Menanggapi pernyataan Rutte, Kementerian Pertahanan Italia menyatakan bahwa penjelasan Sekretaris Jenderal NATO tersebut memberikan gambaran yang “menyesatkan”. Pemerintah Italia menegaskan bahwa aktivitas yang diizinkan di pangkalan-pangkalan militer hanya terbatas pada dukungan teknis dan logistik non-tempur sesuai dengan perjanjian yang berlaku.
Kementerian itu juga menyatakan setiap permintaan di luar ketentuan tersebut telah ditolak oleh Pemerintah Italia.
Sebelumnya, Menteri Pertahanan Italia, Guido Crosetto mengatakan Pemerintah tidak mengizinkan pesawat tempur Amerika Serikat yang menuju Iran melakukan pengisian bahan bakar di Pangkalan Udara Sigonella, Sisilia.
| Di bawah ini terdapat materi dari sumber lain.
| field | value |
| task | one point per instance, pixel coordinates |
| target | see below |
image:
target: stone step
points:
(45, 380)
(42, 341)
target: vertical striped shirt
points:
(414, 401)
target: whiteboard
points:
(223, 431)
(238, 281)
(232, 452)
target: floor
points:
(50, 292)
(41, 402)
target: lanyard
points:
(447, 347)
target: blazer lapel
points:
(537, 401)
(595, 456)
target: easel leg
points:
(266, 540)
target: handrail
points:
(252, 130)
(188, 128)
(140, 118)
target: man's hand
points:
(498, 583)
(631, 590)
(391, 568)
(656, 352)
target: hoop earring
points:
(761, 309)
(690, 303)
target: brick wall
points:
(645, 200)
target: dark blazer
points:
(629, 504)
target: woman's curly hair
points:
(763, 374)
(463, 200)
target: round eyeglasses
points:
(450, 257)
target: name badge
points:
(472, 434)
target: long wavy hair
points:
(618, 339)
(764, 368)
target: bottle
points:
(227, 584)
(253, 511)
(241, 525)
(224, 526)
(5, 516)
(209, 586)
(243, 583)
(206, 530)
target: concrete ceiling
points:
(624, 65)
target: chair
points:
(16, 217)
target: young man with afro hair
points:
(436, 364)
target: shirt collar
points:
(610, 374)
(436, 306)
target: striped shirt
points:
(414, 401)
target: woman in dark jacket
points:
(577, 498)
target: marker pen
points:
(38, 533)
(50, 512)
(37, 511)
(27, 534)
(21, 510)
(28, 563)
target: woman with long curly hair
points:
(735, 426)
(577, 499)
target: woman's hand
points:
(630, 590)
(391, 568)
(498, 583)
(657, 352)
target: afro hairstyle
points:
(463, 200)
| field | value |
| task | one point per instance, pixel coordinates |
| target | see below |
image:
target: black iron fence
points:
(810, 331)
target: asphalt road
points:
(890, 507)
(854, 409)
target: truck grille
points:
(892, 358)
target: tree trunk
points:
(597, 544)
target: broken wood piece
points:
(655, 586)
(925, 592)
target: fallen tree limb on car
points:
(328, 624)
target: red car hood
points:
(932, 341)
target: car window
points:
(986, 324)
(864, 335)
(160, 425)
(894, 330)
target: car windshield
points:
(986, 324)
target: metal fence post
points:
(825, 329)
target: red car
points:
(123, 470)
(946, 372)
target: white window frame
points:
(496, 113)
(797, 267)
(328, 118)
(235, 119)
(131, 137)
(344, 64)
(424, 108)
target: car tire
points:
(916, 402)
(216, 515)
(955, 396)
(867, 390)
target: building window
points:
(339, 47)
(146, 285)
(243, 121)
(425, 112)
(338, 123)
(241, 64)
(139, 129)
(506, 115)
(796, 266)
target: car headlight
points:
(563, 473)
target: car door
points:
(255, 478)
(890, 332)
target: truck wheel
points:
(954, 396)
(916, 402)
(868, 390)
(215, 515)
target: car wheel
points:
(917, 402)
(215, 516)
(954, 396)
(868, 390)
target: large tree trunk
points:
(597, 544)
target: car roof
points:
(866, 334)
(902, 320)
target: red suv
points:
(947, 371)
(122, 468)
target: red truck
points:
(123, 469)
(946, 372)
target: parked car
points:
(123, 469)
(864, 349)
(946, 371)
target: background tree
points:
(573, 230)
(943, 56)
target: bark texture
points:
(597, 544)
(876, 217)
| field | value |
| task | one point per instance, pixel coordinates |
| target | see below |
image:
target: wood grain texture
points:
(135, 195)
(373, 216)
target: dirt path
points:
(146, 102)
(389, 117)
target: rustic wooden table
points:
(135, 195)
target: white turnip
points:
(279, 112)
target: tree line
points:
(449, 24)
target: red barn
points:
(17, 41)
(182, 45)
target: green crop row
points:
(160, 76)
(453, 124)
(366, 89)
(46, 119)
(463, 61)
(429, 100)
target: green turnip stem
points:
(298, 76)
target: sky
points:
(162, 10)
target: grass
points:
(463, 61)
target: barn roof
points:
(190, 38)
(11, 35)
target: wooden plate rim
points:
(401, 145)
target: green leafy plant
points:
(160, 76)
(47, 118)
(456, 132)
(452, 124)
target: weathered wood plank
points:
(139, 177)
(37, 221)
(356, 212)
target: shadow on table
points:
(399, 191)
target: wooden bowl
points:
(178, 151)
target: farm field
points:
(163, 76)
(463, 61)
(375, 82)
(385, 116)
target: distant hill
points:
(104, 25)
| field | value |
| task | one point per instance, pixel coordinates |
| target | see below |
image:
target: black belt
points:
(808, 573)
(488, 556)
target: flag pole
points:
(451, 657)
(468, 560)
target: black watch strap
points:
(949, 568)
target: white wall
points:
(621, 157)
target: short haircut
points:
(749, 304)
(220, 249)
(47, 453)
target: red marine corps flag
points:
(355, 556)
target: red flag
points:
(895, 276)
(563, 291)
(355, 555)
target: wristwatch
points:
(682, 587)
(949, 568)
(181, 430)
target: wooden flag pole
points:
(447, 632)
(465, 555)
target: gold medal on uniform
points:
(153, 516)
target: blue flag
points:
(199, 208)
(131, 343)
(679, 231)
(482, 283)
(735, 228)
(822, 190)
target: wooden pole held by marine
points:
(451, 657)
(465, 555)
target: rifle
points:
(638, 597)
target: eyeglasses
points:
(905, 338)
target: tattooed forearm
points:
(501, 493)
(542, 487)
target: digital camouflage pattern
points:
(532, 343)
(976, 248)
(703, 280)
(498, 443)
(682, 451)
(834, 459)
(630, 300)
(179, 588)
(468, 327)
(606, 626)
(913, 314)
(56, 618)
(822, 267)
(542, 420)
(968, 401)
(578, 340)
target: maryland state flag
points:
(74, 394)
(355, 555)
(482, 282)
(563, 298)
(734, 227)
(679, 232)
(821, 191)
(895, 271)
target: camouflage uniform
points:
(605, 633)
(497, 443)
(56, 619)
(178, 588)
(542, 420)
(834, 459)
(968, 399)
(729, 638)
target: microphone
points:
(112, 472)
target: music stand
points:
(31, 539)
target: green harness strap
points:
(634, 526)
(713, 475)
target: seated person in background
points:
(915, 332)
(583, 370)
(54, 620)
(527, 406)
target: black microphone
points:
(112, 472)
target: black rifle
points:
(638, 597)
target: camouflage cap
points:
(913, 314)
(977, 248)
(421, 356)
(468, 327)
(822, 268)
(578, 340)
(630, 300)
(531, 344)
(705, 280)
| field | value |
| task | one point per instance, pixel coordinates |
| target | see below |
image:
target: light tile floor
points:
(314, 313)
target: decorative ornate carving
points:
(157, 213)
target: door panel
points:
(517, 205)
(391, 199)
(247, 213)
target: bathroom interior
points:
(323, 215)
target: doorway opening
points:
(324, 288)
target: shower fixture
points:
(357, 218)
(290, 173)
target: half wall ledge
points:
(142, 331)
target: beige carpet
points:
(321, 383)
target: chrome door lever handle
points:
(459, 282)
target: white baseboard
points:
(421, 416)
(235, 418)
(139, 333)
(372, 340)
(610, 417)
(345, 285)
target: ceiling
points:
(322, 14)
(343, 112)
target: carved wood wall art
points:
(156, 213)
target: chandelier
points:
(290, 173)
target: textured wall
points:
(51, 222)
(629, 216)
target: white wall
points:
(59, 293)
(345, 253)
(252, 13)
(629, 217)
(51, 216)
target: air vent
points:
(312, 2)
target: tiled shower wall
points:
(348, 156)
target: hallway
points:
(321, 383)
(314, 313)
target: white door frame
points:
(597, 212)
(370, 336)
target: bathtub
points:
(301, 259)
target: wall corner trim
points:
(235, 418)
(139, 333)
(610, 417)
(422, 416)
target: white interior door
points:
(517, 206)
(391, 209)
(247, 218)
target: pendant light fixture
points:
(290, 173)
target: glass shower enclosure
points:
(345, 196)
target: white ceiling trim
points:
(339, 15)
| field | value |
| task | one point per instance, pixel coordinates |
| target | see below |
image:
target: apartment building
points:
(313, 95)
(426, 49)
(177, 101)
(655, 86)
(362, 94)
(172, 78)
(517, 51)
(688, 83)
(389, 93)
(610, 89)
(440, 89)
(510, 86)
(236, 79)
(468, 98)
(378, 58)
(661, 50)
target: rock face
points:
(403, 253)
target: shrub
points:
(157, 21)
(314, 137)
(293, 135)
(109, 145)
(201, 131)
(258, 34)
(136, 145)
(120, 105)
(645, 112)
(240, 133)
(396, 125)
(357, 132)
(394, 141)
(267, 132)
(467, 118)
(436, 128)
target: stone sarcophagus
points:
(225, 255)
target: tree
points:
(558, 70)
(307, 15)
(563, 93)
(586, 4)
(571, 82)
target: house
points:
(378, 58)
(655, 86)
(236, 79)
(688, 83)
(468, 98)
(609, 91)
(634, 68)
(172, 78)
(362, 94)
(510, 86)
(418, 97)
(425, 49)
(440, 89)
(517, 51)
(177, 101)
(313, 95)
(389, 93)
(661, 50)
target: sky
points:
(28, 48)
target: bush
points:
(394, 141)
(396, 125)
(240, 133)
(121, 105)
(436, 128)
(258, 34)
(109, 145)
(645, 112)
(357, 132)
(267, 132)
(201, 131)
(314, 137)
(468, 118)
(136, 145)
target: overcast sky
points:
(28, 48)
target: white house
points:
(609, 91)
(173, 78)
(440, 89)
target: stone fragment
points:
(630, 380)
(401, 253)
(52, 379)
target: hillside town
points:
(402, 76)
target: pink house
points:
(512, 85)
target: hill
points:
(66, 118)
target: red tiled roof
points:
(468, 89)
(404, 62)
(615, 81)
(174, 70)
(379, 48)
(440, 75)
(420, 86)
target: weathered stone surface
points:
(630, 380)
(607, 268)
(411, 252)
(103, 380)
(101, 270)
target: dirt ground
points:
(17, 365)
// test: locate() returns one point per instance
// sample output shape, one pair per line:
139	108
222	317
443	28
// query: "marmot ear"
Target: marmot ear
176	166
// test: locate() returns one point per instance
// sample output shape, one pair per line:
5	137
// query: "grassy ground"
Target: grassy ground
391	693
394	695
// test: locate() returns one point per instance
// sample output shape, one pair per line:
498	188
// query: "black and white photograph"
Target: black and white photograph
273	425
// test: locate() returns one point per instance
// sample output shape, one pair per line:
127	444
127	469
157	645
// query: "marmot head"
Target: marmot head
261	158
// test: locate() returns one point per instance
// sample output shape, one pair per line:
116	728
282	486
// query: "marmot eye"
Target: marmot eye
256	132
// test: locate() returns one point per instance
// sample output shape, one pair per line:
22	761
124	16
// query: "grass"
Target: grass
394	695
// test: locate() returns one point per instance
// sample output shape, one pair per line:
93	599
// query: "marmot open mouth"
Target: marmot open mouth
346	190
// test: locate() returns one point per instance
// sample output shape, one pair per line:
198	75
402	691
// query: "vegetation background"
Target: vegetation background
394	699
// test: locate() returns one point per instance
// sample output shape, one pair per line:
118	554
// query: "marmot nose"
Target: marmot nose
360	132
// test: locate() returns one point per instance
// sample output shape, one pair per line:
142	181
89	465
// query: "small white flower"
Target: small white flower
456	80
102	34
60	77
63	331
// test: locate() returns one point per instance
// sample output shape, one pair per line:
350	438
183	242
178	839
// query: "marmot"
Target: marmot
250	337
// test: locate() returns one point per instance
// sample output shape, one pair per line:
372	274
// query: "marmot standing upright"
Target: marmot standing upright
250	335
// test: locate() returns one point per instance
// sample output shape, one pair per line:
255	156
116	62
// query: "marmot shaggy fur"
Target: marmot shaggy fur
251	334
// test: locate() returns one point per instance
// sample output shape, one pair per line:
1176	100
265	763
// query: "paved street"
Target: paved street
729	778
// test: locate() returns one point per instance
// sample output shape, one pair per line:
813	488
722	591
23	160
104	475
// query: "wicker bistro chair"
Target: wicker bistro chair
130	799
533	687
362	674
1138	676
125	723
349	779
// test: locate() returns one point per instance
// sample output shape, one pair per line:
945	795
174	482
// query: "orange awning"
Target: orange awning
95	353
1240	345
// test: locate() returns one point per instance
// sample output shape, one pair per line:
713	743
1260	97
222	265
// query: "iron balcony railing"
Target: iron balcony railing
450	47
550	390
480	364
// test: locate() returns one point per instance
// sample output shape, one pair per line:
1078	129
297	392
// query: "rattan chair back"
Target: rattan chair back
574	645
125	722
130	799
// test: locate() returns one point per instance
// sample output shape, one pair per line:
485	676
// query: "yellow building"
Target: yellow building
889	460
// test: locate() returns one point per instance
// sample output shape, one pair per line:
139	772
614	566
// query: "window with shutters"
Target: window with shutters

Perdana Menteri Giorgia Meloni juga menyatakan di hadapan parlemen bahwa Italia tidak mendukung maupun berpartisipasi dalam operasi militer terhadap Iran.
Meski demikian, partai-partai oposisi kini mendesak Meloni memberikan penjelasan di parlemen mengenai dugaan keterlibatan Italia dalam operasi udara Amerika Serikat terhadap Iran.
Penanggung Jawab Kebijakan Luar Negeri Partai Demokrat Italia, Giuseppe Provenzano mengatakan Meloni sebelumnya meyakinkan parlemen bahwa Italia tidak akan terlibat dalam konflik tersebut. Namun, menurutnya, pernyataan Rutte memunculkan pertanyaan baru mengenai keberangkatan sedikitnya 500 pesawat militer Amerika Serikat dari wilayah Italia.
Sejumlah tokoh oposisi lainnya juga menuduh Pemerintah menyembunyikan informasi dan mempertanyakan dugaan keterlibatan Italia dalam operasi militer terhadap Iran tanpa persetujuan parlemen.
Hingga laporan ini ditulis, kantor Perdana Menteri Italia belum memberikan tanggapan atas permintaan komentar terkait polemik tersebut.